The brochure IDs this as a Brougham but makes no mention of Park Lane


It was a long, black four door. It looked like a baby Lincoln, and I mean not that it looked lesser than a Lincoln, but somehow more pragmatic, as if Cloris appreciated a Lincoln’s style but wanted to fly a bit below the radar. (If so, I can relate; that’s why I drive a VW instead of its Audi cognate).

But what struck me most about this car was the fact that it existed at all. In Ohio where I lived, you just didn’t see clean 18-year-old cars as daily drivers. Not in 1985. On summer weekends, the muscle car guys would drag their clean 442s and Chargers out of mothballs for a cruise around the neighborhood, and a woman in one of my college classes drove a rattling, rusty, late-60s Olds, but clean 4-door luxury sedans had been eradicated (erusticated?) from Ohio roads by the mid ‘70s. Yet here was one, chilling in the carport like it was no big deal.

I had a couple of days to kill before the funeral. Cloris, sensing my boredom, asked me if I wanted to go with her to the grocery. Of course I didn’t. But I did want to ride in that car! So off we went.

Backed out of the carport, the Mercury was revealed to have a parchment interior, wrapped in clear plastic slip covers. It was a high-spec model with power everything. Gliding through the summer afternoon on Southern small-town streets, all windows down, my mom’s elderly cousin at the wheel of an ancient luxury car: it all felt very Southern Gothic…Capote-esque, even. In spite of the black exterior, the interior was bright and airy, an impression enhanced by bright metal trim on the dash and door panels.

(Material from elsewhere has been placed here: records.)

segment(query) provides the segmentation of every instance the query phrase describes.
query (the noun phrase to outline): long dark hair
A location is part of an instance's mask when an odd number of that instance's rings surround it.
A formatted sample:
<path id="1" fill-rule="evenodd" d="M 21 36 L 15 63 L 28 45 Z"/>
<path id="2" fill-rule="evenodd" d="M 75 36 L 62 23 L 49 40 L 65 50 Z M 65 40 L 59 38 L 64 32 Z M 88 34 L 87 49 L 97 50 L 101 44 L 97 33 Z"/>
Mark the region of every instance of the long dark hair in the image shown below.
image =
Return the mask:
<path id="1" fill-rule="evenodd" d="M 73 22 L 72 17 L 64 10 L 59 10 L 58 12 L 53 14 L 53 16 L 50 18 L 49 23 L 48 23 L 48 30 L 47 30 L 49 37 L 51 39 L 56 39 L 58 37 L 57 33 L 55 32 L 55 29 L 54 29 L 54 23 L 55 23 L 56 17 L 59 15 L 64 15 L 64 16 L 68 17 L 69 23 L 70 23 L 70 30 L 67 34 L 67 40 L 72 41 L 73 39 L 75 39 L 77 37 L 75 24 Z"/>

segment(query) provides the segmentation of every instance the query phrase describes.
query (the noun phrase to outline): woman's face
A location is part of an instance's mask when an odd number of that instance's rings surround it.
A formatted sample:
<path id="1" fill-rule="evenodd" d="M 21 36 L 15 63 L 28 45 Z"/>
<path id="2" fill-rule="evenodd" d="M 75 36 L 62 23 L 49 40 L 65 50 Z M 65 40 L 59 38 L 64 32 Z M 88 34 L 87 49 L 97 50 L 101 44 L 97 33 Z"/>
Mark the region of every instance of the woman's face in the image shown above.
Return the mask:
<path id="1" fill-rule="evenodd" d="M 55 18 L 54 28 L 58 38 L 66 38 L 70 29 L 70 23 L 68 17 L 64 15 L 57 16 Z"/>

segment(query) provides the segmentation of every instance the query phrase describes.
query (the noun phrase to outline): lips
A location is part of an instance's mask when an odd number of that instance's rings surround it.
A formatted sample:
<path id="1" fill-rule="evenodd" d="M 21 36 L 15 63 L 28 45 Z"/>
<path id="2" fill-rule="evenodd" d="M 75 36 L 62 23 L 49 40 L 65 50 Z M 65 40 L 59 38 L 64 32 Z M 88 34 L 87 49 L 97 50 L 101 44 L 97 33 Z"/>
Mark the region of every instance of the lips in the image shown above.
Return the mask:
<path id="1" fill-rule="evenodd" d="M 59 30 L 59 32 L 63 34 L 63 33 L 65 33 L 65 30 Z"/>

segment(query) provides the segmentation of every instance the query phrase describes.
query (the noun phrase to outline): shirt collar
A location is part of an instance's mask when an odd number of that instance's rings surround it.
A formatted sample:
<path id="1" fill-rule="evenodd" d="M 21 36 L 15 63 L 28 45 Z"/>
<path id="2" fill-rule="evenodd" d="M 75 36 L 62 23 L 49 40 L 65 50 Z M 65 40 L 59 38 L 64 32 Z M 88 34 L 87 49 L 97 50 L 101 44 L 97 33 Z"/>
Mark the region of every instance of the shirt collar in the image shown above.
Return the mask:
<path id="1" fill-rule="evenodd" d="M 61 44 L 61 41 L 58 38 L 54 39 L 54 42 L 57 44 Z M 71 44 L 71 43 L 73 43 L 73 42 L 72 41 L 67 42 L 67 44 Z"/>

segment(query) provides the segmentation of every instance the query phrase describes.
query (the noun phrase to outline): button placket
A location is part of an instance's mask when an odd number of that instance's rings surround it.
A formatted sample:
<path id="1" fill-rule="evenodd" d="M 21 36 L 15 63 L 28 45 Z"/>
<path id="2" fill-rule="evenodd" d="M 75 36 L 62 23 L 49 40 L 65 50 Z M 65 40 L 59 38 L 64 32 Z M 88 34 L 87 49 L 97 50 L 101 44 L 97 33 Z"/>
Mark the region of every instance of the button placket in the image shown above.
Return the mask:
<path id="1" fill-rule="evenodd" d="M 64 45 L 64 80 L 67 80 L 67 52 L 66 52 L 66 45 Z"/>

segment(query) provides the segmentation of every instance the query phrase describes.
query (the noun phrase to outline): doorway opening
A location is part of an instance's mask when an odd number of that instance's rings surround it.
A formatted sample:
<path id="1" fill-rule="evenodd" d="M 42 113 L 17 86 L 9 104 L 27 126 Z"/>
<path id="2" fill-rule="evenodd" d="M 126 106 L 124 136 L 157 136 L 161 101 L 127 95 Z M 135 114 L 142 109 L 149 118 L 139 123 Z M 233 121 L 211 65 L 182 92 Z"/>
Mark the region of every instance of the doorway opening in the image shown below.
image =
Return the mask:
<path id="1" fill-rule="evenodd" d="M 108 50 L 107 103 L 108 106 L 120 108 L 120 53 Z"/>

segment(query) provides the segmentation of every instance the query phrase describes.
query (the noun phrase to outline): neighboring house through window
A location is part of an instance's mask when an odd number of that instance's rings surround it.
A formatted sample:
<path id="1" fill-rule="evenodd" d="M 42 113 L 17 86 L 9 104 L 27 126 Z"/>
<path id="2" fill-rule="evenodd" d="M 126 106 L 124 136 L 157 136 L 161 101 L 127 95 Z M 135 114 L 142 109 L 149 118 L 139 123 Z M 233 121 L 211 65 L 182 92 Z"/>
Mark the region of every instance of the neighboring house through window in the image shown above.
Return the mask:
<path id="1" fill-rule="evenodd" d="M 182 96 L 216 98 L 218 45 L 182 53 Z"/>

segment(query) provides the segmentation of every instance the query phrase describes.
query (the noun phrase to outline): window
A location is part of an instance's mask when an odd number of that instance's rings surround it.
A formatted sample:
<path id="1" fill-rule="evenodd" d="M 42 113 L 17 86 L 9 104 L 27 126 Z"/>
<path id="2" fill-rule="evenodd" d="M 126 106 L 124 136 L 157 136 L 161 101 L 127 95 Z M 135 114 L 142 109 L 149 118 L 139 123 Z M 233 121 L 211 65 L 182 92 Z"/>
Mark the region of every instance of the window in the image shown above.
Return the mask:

Everyone should cruise, at least once, in an old luxury hardtop with all the windows down through the streets of a small town on a summer afternoon.

A different year and spec but this captures something of the brightness and airiness of the interior.


A couple of days after the funeral it was time to go home and I was searching for a graceful way to say to Cloris “Hey, we just met and we’ll probably never see each other again, but when you’re ready to get rid of the Mercury, hit me up, K?” But there’s no way to tactfully tell someone the greatest impression they made on you was their car, so I thanked Cloris for her hospitality and left, heading back north with Fred in the Riviera.

On the way back we got stuck in an epic traffic jam outside one of the tunnels on Interstate 77. Traffic was at a dead standstill, with people getting out of their cars to hang out on the roadway. It was a little bit of a party atmosphere but Fred was having none of that. Even though I rode hundreds of miles and many hours in Fred’s Riviera, it failed to make an impression on me as four miles in the Mercury had. Today I have a full stable (three vintage Porsches and three more-or-less current VWs), but if a black ’67 Mercury 4-door with a parchment interior popped up on my radar, I’d find a way to give it a home.